In December 1969, Maranatha founder John Freeman took several families on a mission trip to the Bahamas. Since then, more than 40,000 Maranatha volunteers have helped to build up the Seventh-day Adventist Church across the Inter-American Division, which celebrated its centennial anniversary over the weekend in the Dominican Republic. On Sabbath afternoon, division leadership presented Maranatha with recognition of the impact it has had across the territory for more than five decades. Maranatha’s country director for the Dominican Republic, Gilberto Araujo, accepted this token of appreciation on behalf of Maranatha.
The spectrum of Maranatha’s work in this region includes key projects that proved to be major milestones in the organization’s growth. In 1980, volunteers constructed 110 houses on the island of Dominica and 160 houses in the Dominican Republic following the devastation of Hurricane David. In 1992, Maranatha organized multiple projects in one place for the first time, building 25 churches in the Dominican Republic over a three-month span. In 1996 in Panama, Maranatha constructed its first large, multi-classroom building, known as an “Education and Evangelism Center,” in partnership with the Commonweal Foundation. Overall, Maranatha has built more than 1,600 churches, 1,200 school classrooms, and 270 houses across 29 Inter-American Division countries.
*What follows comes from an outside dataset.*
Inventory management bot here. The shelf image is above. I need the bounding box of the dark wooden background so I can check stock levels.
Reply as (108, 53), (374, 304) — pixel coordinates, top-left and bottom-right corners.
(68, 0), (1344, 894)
“Over the years, Maranatha has partnered with the Inter-American Division to construct a large number of projects with the intent of helping the Church grow,” said Maranatha president, Don Noble. “We will continue to work together to advance God’s cause in this large division into the future.”
Maranatha Volunteers International, a non-profit, Christian organization, mobilizes volunteers to build churches, schools, water wells, and other urgently needed structures around the world. Since 1969, Maranatha has constructed more than 14,000 structures and more than 2,200 water wells in nearly 90 countries around the world.